International Journal of Computer Applications |
Foundation of Computer Science (FCS), NY, USA |
Volume 178 - Number 52 |
Year of Publication: 2019 |
Authors: Urmishree Bedamatta, Bhabani Shankar Prasad Mishra, Santwana Sagnika, Anshuman Pattanaik |
10.5120/ijca2019919430 |
Urmishree Bedamatta, Bhabani Shankar Prasad Mishra, Santwana Sagnika, Anshuman Pattanaik . Engaging with an Indian Epic: A Digital Approach. International Journal of Computer Applications. 178, 52 ( Sep 2019), 37-40. DOI=10.5120/ijca2019919430
India’s heritage texts have had a long history of being mined for knowledge of language and culture by Christian missionaries to India, colonial officers of the East Indian Company and the British Raj, German, European and American Indologists and later by native scholars driven by nationalist sentiments. It was during their investigative exercises that a vast body of India’s heritage texts was recovered and made the subject of rigorous study. A large number of editions in English translation as well as in modern Indian vernacular languages started appearing on the scene. The focus then was primarily on patthoddhar [retrieval of the ‘ur’-text] or making shuddhasanskarana [correct edition]. The exercise was purely manual and time-consuming and concentrated on a limited number of texts. But there still lies a vast treasure of ancient knowledge in India’s palm leaf manuscripts, waiting to be discovered, deciphered and interpreted for contemporary readers and scholars. It is impossible to ignore the ubiquitousness of Information Technology based tools and the scope that they offer for large-scale data mining.
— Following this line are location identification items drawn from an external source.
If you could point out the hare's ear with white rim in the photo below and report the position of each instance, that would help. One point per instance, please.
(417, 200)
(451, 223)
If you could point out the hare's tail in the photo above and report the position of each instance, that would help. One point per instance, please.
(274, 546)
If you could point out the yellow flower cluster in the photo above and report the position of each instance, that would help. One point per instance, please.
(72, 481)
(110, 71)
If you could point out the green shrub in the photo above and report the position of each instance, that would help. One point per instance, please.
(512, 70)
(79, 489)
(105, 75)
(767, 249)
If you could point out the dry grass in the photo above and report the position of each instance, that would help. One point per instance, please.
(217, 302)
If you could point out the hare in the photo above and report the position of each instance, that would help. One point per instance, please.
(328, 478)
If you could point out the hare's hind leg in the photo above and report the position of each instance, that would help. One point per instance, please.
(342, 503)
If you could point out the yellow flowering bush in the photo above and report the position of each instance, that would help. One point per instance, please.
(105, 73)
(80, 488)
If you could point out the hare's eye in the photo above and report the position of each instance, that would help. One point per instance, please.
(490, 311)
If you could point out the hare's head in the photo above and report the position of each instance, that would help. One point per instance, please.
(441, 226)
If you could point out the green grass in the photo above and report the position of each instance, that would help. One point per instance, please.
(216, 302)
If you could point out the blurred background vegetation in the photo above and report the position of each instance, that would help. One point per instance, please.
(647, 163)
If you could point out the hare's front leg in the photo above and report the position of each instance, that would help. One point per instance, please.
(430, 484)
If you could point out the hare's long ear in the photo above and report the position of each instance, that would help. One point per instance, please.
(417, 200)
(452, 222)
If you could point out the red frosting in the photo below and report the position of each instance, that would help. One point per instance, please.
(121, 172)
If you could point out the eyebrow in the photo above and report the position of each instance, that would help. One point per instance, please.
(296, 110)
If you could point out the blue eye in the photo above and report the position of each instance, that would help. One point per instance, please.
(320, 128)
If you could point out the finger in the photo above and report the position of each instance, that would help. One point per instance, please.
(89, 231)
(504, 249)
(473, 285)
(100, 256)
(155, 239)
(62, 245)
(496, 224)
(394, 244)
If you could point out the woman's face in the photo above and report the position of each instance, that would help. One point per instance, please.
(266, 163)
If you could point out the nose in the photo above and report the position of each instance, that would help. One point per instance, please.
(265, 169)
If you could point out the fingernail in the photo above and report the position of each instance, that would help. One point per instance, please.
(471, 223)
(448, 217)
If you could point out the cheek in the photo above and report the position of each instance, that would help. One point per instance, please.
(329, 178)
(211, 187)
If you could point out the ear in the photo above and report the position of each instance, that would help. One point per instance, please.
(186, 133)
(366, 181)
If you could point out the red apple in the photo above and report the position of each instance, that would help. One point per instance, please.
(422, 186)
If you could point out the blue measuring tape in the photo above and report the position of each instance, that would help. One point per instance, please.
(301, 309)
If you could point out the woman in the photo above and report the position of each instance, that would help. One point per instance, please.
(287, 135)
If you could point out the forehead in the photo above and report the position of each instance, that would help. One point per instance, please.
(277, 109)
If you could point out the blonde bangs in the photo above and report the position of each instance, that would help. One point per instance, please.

Of late, a large body of historical texts is being made available digitally by repositories and institutions worldwide. The time is ripe for digitally inspired editions, beginning with studies in corpus linguistics. This paper throws light on the challenges to be addressed for the preparation of a digital historical corpus edition of Sarala Mahabharata, a local version of the famous Sanskrit Mahabharata by Vyasa, from Odisha in the eastern part of India.